Will Maine Law’s signature spring events, like the Justice For Women Lecture and the MAPIL Auction, be in person?
Unfortunately, the Justice For Women Lecture and the MAPIL Auction will not be in person events this year. We will host them in a webinar format to ensure the safety of all participants guests per continued Maine CDC recommendations.
Although our hope is to celebrate the Class of 2021 with an in person ceremony this spring, we will continue to monitor State of Maine regulations and University of Maine System policies, as well as the trajectory of the pandemic. We will continue to communicate with the members of the Class of 2021 in the coming weeks about our plans.
How will the Law School work to ensure that there are opportunities for students, faculty, and staff to gather with each other and when possible, in person?
Maine Law faculty and staff will provide many opportunities, both online and in person settings for interaction between students, as well as between students, faculty, and staff. Several events and gatherings will take place throughout the spring to help maintain the close-knit community for which Maine Law is famous.
Students will have limited use of facilities including the Library within the Law Building, the Sullivan Gym, and dining services on the Portland campus. The Law Library is open to the Law School community only. The spring semester hours are Monday-Thursday 7:30 am – 8:00 pm, Friday 7:30 am -5:00 pm and Saturday and Sunday 8:00 am – 5:00 pm.
Many of the Library’s services are available online to our students. This includes access to the Library Catalog, URSUS, and remote access to many online databases, including LexisNexis, Westlaw, BloombergLaw, and HeinOnline. Links to these and other databases can be found in the Maine Law Quick Links section of the Law School Portal.
Career Services Office (CSO)
All of the normal career planning services (individual counseling appointments, review of application materials, etc.) will be offered through Zoom meetings, email, and telephone calls. Individual counseling appointments can be scheduled directly through Symplicity. Information sessions and networking opportunities will be announced throughout the semester and held by Zoom.

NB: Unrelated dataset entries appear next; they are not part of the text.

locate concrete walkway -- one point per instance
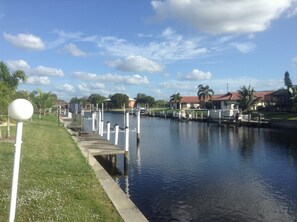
(89, 147)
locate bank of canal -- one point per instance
(188, 171)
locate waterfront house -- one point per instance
(230, 100)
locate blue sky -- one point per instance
(76, 48)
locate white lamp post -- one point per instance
(20, 110)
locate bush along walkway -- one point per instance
(55, 182)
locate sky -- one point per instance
(159, 48)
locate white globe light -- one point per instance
(20, 109)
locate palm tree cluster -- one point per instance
(204, 94)
(8, 86)
(247, 98)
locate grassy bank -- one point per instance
(55, 182)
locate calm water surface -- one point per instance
(186, 171)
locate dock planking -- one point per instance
(96, 145)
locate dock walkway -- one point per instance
(92, 145)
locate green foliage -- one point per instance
(204, 93)
(287, 80)
(96, 99)
(42, 101)
(247, 98)
(145, 100)
(118, 100)
(11, 80)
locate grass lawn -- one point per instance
(55, 182)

The Spring 2021 OCI schedule and applications instructions are now available through Symplicity and on the Career Services homepage on the MyLaw portal. All employer interviews will be held virtually.
Student Life and Wellness
All of the usual Student Affairs functions will be offered through Zoom, email, and phone. Student Affairs will continue to offer personal support, including for students facing medical health or other emergency situations. Student Affairs will continue to host virtual events and substantive workshops throughout the spring semester.
Depending on the nature and place of the travel, students who travel outside of Maine during the semester will be asked to complete the required 10-day quarantine or complete the semester online.
Risk and Personal Responsibility
The Law School consistently seeks to take steps to minimize the risk of COVID-19 infections (or any other spread of disease) in accordance with applicable law, regulation, and guidance provided by health authorities. These efforts may include policies and safeguards implemented by the Law School such as symptom checks, social distancing, use of facial coverings, and isolating and quarantining when required. Despite these efforts, the Law School cannot categorically guarantee that any person entering the Law School or other University of Maine System campuses or facilities will not contract COVID-19 or any other communicable disease and any such person must assess and accept the risks of illness or injury for themselves.